In our patients, response to medical treatment with medications alone was suboptimal; however, the addition of AAI pacing, together with flecainide and a β-blocker, significantly improved the ventricular arrhythmia, which is a risk factor for mortality. The implantation of pacemakers in children carries its own rare, long-term complications, and we believe this intervention should only be undertaken in high-risk patients who are symptomatic and have high-grade ventricular ectopy and bidirectional VT.

Limitation of the study

The small number of patients in this study makes it difficult to provide treatment recommendations; however, the success of the combination of atrial pacing and medications to control ventricular arrhythmias is a promising treatment option in high-risk patients.

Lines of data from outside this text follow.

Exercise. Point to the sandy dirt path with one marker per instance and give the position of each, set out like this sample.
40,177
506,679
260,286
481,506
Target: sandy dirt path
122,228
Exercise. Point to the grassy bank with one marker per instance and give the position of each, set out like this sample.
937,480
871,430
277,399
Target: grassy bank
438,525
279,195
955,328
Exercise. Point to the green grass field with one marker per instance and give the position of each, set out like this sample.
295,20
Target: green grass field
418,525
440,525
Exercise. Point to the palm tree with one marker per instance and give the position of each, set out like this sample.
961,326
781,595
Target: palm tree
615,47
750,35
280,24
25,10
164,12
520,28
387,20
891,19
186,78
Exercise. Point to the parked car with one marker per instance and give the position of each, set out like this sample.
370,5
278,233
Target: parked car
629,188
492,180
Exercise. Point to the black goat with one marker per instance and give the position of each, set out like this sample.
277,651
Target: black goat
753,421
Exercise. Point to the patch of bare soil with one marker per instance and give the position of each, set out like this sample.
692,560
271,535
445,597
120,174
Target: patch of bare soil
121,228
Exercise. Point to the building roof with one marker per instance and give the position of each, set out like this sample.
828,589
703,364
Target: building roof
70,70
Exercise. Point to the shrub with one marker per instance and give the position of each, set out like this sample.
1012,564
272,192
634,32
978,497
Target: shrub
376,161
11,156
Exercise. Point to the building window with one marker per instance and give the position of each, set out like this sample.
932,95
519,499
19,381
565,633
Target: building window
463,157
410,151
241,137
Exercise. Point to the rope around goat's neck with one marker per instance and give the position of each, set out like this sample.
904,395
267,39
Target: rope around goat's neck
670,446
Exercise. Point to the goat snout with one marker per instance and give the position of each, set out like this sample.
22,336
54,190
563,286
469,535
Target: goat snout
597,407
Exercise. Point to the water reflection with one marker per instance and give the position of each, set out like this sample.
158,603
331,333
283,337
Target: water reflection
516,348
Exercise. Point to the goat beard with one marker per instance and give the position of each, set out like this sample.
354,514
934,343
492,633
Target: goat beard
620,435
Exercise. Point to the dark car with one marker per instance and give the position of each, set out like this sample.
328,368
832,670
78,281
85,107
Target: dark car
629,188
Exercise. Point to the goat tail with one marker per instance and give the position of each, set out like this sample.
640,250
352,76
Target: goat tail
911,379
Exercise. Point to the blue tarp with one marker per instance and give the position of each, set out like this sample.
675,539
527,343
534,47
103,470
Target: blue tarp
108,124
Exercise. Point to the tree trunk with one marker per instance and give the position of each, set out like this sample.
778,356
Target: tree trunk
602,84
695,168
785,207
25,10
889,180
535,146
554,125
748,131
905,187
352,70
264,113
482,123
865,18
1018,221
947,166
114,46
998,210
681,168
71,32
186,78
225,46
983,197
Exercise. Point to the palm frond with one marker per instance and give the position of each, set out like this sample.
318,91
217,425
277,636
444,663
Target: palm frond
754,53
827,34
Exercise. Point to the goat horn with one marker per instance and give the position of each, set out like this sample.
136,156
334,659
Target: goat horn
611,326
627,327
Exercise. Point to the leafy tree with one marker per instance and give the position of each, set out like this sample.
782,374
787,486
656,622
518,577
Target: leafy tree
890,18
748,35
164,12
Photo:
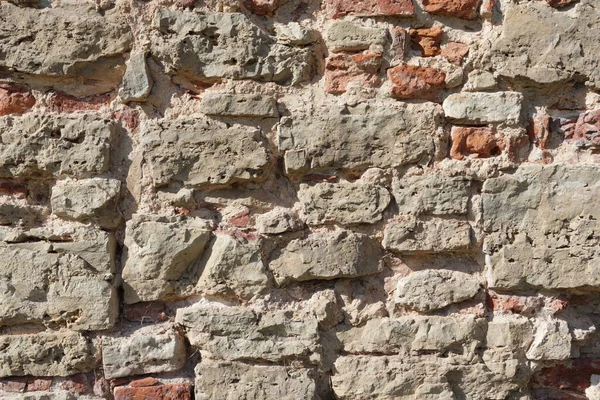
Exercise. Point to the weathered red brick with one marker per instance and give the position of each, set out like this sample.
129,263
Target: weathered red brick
179,391
413,82
480,142
77,384
149,381
64,103
465,9
342,69
39,384
15,99
560,3
340,8
261,7
427,40
455,52
145,312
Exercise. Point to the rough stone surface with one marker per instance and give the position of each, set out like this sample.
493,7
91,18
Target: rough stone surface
224,380
340,254
145,351
67,145
362,139
434,289
45,354
199,152
481,108
351,203
162,255
94,199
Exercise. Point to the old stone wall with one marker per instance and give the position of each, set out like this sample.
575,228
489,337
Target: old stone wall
299,199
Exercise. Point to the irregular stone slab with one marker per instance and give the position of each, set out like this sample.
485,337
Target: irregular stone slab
62,145
92,199
426,377
210,45
430,290
552,341
350,36
339,254
234,269
548,236
45,354
539,43
412,334
278,220
237,334
465,9
149,350
71,39
200,152
483,108
361,139
58,279
410,235
431,193
367,8
222,380
137,82
239,105
344,203
162,255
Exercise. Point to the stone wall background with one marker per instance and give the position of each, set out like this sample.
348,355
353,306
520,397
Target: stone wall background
295,199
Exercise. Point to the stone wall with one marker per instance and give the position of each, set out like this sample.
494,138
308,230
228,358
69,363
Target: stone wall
299,199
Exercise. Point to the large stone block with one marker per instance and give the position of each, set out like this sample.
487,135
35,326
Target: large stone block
162,256
94,199
238,334
360,139
542,225
199,152
409,235
210,45
65,145
540,44
45,354
222,380
343,203
71,39
430,290
339,254
148,350
58,279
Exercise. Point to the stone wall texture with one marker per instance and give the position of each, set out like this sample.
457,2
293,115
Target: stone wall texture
299,199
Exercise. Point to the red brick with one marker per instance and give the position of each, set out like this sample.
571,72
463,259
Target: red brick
149,381
560,3
179,391
465,9
145,312
474,141
340,8
15,99
261,7
77,384
342,69
427,40
412,82
455,52
61,102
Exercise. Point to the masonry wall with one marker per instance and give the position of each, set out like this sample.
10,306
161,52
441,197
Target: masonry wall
296,199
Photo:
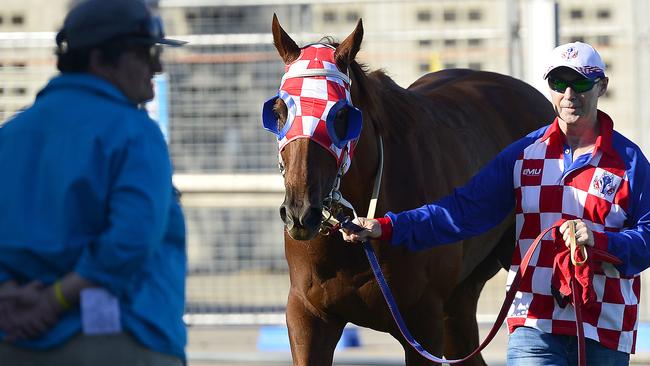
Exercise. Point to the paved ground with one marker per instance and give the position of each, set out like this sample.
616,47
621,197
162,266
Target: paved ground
238,346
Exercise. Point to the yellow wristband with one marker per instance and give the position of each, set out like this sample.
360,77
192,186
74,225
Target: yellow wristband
59,296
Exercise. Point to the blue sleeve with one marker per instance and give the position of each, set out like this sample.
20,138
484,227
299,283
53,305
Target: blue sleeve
632,244
138,208
468,211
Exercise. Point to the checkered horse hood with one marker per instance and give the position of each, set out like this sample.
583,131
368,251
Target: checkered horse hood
314,90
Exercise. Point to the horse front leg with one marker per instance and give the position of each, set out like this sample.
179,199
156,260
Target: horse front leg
424,323
313,337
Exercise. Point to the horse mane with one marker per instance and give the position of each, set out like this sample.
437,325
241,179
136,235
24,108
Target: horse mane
392,109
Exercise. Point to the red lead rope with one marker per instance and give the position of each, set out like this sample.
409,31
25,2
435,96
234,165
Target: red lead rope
512,291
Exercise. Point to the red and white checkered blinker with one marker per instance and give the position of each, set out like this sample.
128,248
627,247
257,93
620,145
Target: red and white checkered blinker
314,91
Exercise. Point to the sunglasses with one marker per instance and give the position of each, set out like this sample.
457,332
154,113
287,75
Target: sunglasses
578,86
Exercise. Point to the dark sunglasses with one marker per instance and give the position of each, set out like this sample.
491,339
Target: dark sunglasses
578,86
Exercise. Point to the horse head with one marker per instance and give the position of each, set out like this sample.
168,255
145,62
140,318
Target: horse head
316,125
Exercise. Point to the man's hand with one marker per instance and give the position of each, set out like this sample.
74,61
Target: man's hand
29,311
584,235
370,229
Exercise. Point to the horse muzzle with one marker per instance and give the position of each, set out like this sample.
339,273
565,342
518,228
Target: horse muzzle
302,223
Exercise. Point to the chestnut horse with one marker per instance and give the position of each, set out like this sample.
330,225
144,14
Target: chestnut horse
436,134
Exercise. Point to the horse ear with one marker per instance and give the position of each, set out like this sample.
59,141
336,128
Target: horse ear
348,49
287,48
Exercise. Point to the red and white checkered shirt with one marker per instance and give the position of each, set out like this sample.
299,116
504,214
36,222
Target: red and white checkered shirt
595,188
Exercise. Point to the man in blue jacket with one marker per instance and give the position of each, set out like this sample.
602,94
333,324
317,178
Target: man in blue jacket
92,237
579,169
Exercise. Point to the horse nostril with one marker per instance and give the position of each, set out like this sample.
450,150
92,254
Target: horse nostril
312,217
283,213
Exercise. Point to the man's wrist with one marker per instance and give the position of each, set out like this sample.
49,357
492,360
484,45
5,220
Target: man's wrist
386,228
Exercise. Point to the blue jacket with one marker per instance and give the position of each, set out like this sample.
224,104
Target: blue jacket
87,186
489,197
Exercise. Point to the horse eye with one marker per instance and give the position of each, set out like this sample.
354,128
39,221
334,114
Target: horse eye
280,111
341,123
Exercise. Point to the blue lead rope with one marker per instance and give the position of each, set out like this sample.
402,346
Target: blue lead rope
392,305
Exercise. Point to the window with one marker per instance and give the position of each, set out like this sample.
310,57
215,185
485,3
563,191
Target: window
603,14
450,42
474,42
577,38
424,16
603,40
329,16
449,15
352,16
576,14
475,15
608,66
17,20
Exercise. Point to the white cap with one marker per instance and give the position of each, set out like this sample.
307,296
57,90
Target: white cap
578,56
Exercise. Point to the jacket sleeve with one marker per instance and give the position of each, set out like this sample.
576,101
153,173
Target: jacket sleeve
632,245
137,211
470,210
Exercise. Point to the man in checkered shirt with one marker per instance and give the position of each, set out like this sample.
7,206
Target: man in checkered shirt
577,168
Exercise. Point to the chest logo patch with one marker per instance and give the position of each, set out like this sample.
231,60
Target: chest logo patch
532,172
605,183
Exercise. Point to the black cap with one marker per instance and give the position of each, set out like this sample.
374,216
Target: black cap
95,21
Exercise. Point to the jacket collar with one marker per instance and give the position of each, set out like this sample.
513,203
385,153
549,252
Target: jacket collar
89,82
603,140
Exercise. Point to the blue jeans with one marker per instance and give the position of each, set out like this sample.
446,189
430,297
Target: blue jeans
532,347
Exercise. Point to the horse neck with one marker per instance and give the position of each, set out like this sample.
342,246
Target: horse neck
357,183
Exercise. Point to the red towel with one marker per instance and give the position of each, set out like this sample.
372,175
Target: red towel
564,271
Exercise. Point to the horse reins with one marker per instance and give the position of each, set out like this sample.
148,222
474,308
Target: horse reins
510,294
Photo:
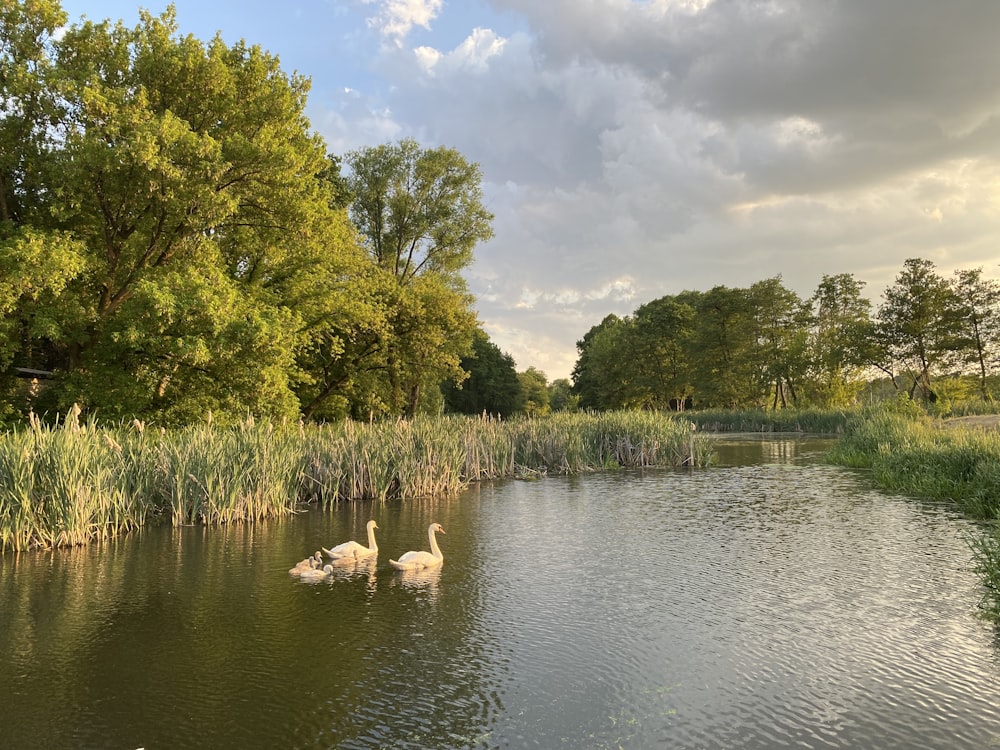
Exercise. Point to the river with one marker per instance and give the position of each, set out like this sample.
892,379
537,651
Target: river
769,601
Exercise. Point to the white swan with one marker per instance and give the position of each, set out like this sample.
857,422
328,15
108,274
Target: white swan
420,559
352,550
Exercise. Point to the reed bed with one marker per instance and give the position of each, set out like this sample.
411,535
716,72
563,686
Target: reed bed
67,484
912,454
819,421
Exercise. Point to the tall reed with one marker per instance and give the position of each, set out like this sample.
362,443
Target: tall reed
912,454
67,484
813,420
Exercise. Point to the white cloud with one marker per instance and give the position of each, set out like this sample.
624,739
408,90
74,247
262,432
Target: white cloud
633,149
396,18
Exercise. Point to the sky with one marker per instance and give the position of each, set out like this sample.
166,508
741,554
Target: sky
632,149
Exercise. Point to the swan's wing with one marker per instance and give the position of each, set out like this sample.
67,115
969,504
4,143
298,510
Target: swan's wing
347,549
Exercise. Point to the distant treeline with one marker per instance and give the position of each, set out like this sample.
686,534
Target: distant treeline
934,338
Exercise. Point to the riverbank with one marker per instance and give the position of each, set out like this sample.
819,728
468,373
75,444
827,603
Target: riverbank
67,484
956,460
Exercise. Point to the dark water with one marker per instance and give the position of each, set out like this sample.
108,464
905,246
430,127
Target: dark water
769,602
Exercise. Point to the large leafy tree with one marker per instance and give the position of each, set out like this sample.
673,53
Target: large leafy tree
976,329
915,320
420,214
781,321
726,371
492,387
208,242
840,340
600,376
661,353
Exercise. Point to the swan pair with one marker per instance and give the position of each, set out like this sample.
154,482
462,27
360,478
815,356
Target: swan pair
413,560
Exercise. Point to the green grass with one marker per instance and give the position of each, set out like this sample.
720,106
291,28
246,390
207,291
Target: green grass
66,484
820,421
914,455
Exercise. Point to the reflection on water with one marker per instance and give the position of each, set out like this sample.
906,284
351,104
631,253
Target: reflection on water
771,601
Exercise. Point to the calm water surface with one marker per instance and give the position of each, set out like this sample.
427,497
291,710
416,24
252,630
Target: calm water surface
769,602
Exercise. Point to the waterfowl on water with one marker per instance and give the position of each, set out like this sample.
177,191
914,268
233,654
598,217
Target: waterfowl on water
349,551
310,563
314,573
418,560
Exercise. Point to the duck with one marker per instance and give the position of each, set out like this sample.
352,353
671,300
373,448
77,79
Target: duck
352,550
418,560
316,573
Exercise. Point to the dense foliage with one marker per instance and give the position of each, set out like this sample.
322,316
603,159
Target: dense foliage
764,347
175,240
72,483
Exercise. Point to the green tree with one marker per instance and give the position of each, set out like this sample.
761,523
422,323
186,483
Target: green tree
726,370
561,396
28,106
534,385
420,214
914,321
599,376
976,317
661,353
841,329
191,187
492,387
781,322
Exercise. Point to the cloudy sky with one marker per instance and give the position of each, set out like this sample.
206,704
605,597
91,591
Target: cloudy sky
637,148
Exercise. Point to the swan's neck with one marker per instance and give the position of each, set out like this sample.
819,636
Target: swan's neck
435,550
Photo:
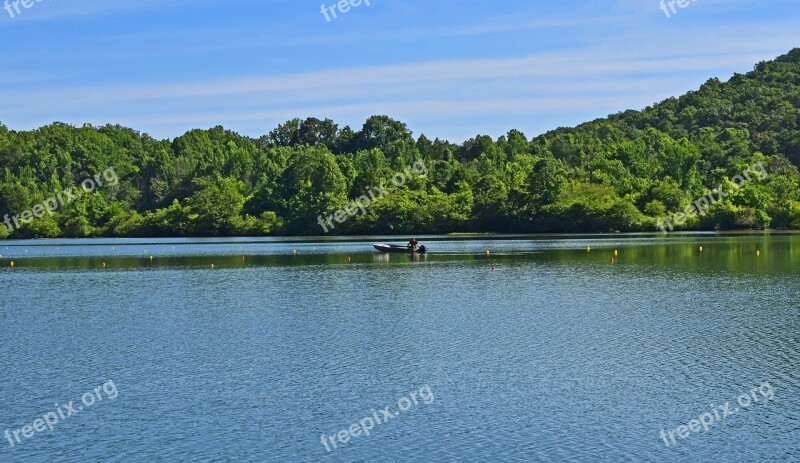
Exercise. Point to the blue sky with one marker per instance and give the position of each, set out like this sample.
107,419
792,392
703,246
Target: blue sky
449,69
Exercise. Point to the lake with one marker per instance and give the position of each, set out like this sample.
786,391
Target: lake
684,348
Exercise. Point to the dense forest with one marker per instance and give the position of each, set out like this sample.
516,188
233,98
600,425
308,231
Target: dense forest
620,173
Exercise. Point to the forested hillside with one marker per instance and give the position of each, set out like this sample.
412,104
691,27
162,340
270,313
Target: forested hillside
618,173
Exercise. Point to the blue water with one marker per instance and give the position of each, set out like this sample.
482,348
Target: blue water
540,351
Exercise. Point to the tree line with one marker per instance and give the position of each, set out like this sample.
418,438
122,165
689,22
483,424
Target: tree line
620,173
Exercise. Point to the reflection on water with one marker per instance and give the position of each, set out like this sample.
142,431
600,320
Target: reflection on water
556,355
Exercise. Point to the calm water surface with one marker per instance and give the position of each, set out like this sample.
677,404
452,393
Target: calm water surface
539,351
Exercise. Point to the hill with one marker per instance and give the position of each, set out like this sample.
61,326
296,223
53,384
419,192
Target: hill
632,171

More studies are needed in the future to test other treatment options, including new medications or surgical interventions such as stellate gangliectomy that may treat ventricular arrhythmias caused by inherited disorders such as long QT syndrome or catecholamine polymorphic VT.

Conclusions

Through this series, we hope to increase awareness of this rare syndrome and to lend our experience in the treatment of this difficult disease, because making the correct diagnosis helps in proper treatment and prevention of catastrophic effects tremendously. In our country where consanguinity is common [7], the incidence of this autosomal dominant disease could be reduced if proper genetic counseling is provided.

Conflicts of interest

None.

Declarations of interest

None.

Funding

This study was partly supported by grants from King Abdulaziz City for Science and Technology and the National Comprehensive Plan for Science and Technology (grant numbers: 08-MED489-20 and 11-MED1439-20).

Ethical statement

This study was conducted as part of the approved projects of the Cardiovascular Genetics Program, with RAC number 2050035.

The samples were obtained for genetic analysis after obtaining the consent from the parents.